Stream: Coq users

Topic: pattern matching

view this post on Zulip pianke (Sep 08 2023 at 16:24):

I have three natural numbers tot , a , b and nat list l. Such that tot = a x b.
H: tot > 0
H1: a = 1
H2: 1 < b
f (a b tot l)
matching tot
recursively call f (a b tot' l).
Since pattern matching is based on number(tot). Therefore, I want to write tot in terms of equality (tot=2,tot=3...). In above case tot <=2 . How i can use it in pattern matching or some othere way to solve it?

view this post on Zulip k32 (Sep 08 2023 at 17:45):

I am not sure I understood your question correctly, but comparison of Peano numbers is decidable, therefore you can apply this lemma to a pair of numbers, for example, and it will return a term that you can destruct, obtaining three branches where a < b, a = b, and a > b.

view this post on Zulip k32 (Sep 08 2023 at 18:35):

Or was it a question about creating a hypothesis of type tot = n while doing recursion on tot? This can be done via extended pattern matching:

Fixpoint f tot  :=
  match tot as n return tot = n -> True with
  | 0   => fun (Htot : tot = 0) => < something...>
  | S n => (fun (n0 : nat) (Htot : tot = S n0)  => <...> f n0) n
  end (eq_refl tot).

Or, more conveniently, like this:

Fixpoint foo (tot : nat) : <return type>.
  remember tot as n.
  destruct n.
  - exact (do_something).
  - ...

Sorry, it isn't clear to me what you're trying to achieve.

view this post on Zulip pianke (Sep 10 2023 at 16:47):

Q1) By using H1 and H2 ,how i can define tot according to definition(tot = axb)
Q2) I want to define tot in such a way that i can perform pattern matching on it and decrease it on each recursive call.
Want to creating a hypothesis of type tot = n from existing hypothesis.

view this post on Zulip k32 (Sep 10 2023 at 21:26):

Ok, I think my second message does pretty much what you want.
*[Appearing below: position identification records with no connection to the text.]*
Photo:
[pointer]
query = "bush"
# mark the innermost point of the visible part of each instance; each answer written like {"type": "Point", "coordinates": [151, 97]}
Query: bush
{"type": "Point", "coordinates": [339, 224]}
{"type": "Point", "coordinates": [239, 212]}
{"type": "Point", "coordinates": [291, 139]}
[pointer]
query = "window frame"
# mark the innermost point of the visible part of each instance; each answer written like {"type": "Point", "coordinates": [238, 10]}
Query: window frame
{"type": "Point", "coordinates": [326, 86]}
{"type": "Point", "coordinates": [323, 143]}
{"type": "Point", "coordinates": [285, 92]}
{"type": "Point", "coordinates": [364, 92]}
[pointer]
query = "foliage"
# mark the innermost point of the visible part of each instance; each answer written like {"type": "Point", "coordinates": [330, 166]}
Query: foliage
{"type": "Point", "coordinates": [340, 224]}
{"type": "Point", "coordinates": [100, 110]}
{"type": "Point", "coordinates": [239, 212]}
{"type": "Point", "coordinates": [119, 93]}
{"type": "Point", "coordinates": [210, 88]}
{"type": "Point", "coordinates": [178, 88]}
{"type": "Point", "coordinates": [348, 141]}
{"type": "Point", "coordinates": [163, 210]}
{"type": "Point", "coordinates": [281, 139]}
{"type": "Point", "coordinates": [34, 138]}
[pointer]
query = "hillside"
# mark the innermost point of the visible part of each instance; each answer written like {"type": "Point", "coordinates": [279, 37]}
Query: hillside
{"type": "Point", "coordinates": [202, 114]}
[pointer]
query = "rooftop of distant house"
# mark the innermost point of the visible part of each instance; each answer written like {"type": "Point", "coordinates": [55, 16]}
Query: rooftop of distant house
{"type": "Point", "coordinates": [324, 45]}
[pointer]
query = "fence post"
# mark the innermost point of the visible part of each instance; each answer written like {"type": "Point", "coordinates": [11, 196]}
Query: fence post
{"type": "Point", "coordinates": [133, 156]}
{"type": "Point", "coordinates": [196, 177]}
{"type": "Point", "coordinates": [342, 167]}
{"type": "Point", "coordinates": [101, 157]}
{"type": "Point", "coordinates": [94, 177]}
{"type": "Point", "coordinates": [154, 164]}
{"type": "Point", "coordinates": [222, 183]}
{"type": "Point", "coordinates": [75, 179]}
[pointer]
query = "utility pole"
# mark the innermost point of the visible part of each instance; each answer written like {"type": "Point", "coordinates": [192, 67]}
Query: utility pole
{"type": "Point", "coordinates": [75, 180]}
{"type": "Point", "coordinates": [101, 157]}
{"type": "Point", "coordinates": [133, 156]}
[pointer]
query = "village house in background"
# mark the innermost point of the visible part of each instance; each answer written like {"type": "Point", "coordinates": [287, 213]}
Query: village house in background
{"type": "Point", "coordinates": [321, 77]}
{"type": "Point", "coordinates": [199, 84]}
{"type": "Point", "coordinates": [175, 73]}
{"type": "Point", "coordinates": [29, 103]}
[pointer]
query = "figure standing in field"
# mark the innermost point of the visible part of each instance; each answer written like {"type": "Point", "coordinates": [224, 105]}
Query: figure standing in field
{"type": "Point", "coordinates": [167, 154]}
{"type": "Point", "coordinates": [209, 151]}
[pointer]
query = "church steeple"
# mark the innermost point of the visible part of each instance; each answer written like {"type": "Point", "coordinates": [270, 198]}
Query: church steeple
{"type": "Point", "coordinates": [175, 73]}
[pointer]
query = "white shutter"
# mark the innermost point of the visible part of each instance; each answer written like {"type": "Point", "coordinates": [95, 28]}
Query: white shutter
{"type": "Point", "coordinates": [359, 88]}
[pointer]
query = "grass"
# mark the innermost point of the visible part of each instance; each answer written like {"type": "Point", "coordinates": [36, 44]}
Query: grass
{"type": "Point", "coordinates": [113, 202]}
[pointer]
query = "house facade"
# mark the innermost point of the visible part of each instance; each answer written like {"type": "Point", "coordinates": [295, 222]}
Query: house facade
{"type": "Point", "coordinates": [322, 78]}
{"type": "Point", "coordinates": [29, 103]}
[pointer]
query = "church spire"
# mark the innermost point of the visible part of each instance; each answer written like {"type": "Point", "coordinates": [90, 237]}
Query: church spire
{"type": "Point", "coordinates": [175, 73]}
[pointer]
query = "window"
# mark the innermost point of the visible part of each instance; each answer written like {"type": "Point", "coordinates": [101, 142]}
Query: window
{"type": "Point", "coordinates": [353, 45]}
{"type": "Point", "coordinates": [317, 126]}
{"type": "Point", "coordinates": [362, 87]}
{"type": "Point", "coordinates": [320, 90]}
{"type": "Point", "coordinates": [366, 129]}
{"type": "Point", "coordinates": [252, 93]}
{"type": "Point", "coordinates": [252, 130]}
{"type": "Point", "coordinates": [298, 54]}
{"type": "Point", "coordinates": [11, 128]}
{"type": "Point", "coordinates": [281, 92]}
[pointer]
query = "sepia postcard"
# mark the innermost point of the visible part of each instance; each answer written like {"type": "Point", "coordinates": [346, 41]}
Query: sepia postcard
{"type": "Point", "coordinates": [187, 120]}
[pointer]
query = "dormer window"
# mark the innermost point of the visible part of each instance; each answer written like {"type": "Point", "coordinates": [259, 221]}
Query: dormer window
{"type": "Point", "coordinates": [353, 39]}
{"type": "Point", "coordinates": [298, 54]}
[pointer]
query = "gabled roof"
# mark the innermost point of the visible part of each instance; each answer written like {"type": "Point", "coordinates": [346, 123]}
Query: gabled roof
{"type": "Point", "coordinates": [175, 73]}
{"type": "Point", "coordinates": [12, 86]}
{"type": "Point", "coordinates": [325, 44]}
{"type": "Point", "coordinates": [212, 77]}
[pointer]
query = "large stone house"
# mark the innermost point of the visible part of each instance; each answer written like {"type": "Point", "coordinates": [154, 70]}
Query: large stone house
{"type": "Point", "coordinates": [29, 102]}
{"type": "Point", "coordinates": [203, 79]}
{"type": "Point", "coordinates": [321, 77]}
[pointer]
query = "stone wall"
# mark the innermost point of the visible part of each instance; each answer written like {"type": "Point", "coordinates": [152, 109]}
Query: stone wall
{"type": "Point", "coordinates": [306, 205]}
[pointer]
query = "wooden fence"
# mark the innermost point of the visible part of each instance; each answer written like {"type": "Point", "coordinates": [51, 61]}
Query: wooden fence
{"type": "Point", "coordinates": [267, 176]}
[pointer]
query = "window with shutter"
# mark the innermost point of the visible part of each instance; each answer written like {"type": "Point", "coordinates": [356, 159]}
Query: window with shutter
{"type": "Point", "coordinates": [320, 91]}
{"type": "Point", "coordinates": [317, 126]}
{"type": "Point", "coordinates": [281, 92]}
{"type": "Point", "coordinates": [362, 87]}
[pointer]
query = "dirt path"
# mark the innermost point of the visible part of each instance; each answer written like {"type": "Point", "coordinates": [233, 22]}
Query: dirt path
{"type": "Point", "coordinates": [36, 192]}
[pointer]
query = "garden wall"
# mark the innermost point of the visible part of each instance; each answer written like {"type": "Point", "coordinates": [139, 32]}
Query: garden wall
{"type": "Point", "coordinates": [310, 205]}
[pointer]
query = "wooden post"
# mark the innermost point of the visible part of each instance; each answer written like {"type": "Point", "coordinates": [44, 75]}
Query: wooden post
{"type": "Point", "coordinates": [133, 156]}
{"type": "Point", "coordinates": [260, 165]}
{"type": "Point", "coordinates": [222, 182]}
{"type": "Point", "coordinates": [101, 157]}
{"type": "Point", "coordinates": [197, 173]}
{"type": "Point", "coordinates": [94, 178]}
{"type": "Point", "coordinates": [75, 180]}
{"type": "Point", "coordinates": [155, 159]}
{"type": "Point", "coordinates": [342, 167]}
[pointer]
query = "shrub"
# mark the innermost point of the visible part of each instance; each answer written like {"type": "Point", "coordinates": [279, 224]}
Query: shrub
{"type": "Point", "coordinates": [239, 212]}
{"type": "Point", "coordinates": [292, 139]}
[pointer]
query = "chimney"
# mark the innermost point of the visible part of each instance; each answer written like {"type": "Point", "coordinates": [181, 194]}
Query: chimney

The idea is that we treat tot as a regular Peano nat, so it's possible to do pattern-matching on it as usual, but in addition we create a hypothesis Htot : tot = <n>. Obviously, recursion will eventually reach the cases when Htot : tot = 1 and Htot : tot = 0, but if you have hypothesis of type tot > 2 in the context, then you can discharge these cases by contradiction.

view this post on Zulip Pierre Castéran (Sep 11 2023 at 06:37):

I'm not sure I understand the original post.

The problem with too informally stated questions is that we lack necessary information to give an appropriate answer.

That's the reason why we ask for re-playable scripts (a.k.a. minimal working examples) in Coq forums
(please look at this paragraph of Coq's code of conduct ).

If you quote the script you are working on (or send a gist link), we could discuss on the best way to declare your variables and define the function f.

Last updated: Jun 22 2024 at 16:02 UTC